Commentaar – Zaak-De Mos: een vonnis met een boodschap

De verrassende, bijna filosofische en ook nog eens politiek beladen uitspraak van de rechtbank in de corruptiezaak tegen Richard de Mos cum suis (vrijspraak!), noopt tot nadenken en handelen van de lokale en landelijke politiek.

Door

DE UITSPRAAK die de rechter vrijdag deed in de corruptiezaak tegen Richard de Mos, Rachid Guernaoui en zes medeverdachten kwam als een verrassing. Het Openbaar Ministerie (OM) leek een sterke zaak te hebben. Dat mocht ook wel na 4,5 jaar intensief onderzoek door de Rijksrecherche. De strafeisen waren navenant. De Mos zou voor 22 maanden de cel in moeten en mocht vier jaar geen bestuurlijk ambt meer bekleden. Ook de anderen, op één na, moesten de cel in voor circa een half jaar. Er bleef evenwel niets van de tenlasteleggingen overeind.

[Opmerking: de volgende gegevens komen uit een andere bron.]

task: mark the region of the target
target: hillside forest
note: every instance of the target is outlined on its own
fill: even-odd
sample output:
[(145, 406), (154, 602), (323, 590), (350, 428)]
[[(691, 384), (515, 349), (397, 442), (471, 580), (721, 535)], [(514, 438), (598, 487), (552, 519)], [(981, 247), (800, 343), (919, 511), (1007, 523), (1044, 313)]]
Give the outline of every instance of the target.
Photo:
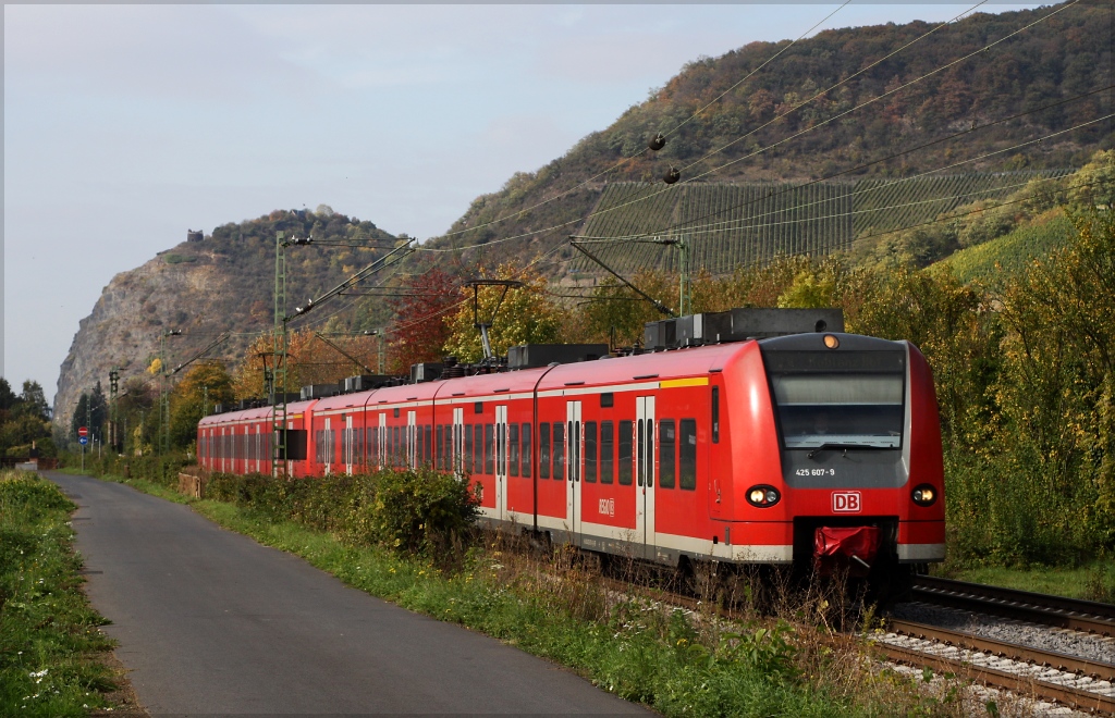
[(42, 386), (25, 381), (17, 394), (0, 376), (0, 459), (23, 460), (56, 455), (50, 426), (50, 406)]
[[(1073, 564), (1115, 551), (1115, 151), (1005, 201), (980, 200), (937, 222), (825, 257), (784, 255), (729, 276), (698, 274), (696, 312), (737, 306), (841, 307), (850, 332), (909, 340), (934, 372), (947, 463), (951, 560)], [(628, 287), (555, 289), (537, 267), (430, 265), (385, 302), (398, 317), (376, 333), (295, 328), (289, 387), (361, 373), (405, 375), (419, 361), (481, 358), (475, 276), (514, 277), (495, 314), (497, 353), (537, 342), (637, 345), (658, 312)], [(677, 306), (678, 277), (646, 271), (640, 289)], [(483, 289), (492, 315), (497, 291)], [(357, 316), (357, 325), (371, 319)], [(332, 328), (342, 325), (331, 321)], [(196, 362), (173, 384), (153, 365), (115, 411), (127, 455), (166, 436), (183, 460), (216, 403), (259, 397), (272, 337), (246, 358)], [(166, 391), (168, 413), (158, 410)], [(103, 395), (83, 395), (90, 407)], [(84, 407), (81, 409), (84, 411)], [(80, 414), (81, 411), (78, 413)], [(104, 429), (97, 429), (104, 432)]]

VANAF DE EERSTE WOORDEN van president mr. J.H. Janssen was duidelijk dat de rechtbank kritiek had op het onderzoek, de algemene houding van het OM (alles zo negatief mogelijk interpreteren) en de bewijsvoering (onvolkomen). De rechter analyseerde de zaak vanuit verschillende standpunten en gaf zelfs een bijna filosofische duiding van het strafrechtelijke begrip corruptie. Hij maakte daarbij onderscheid tussen de ‘voorkant’ en de ‘achterkant’.

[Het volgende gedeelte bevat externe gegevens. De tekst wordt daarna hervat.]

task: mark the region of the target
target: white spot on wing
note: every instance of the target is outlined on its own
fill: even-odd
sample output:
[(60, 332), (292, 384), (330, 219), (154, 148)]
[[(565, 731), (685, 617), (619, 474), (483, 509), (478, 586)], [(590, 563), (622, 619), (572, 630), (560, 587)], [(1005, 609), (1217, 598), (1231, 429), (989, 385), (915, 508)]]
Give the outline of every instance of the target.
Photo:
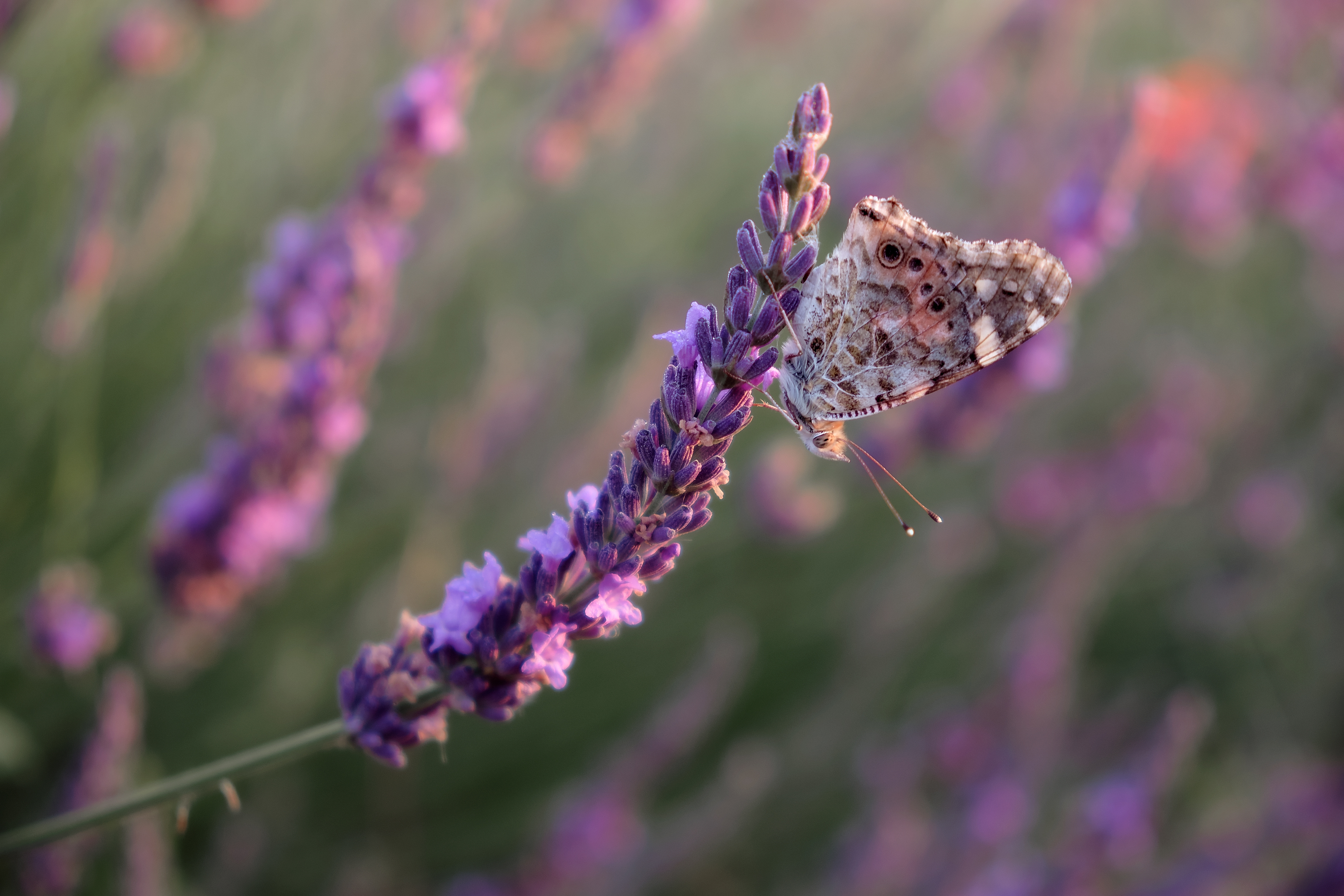
[(970, 325), (970, 332), (976, 334), (976, 360), (981, 364), (999, 360), (1003, 351), (999, 343), (999, 330), (995, 328), (995, 318), (989, 314), (981, 314)]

DE VOORKANT IS DE vermeende betaling voor gunsten. Beoogden de vastgoed- en horecaondernemers uit de entourage van De Mos met hun donaties concrete en exclusieve voordelen binnen te halen? Hadden zij dus ‘kwade bedoelingen’? “Daarvan lijkt echt geen sprake,” aldus de rechter. Hij zag eerder ‘goede bedoelingen’, namelijk het steunen van een partij en daarmee van de democratie. Dat was een wel heel nobele kijk op de donateurs.

MAAR NU DE ACHTERKANT. Was daar dan iets strafbaars gaande, bijvoorbeeld het bevoordelen door De Mos en Guernaoui van hun donateurs? Dat leek mogelijk soms zo, aldus de rechter, maar hier moet de bredere context worden meegenomen. Er is in geen van de dossiers iets gebleken van ‘evident en exclusief voordeel’ voor de ondernemers. Ook niet bij de omstreden nachtvergunningen voor de zalencentra Opera 1 en 2. Die waren ook voor andere ondernemers verkrijgbaar, en de verlening verliep via de burgemeester en dienden een algemeen belang. Namelijk het stimuleren van het nachtleven.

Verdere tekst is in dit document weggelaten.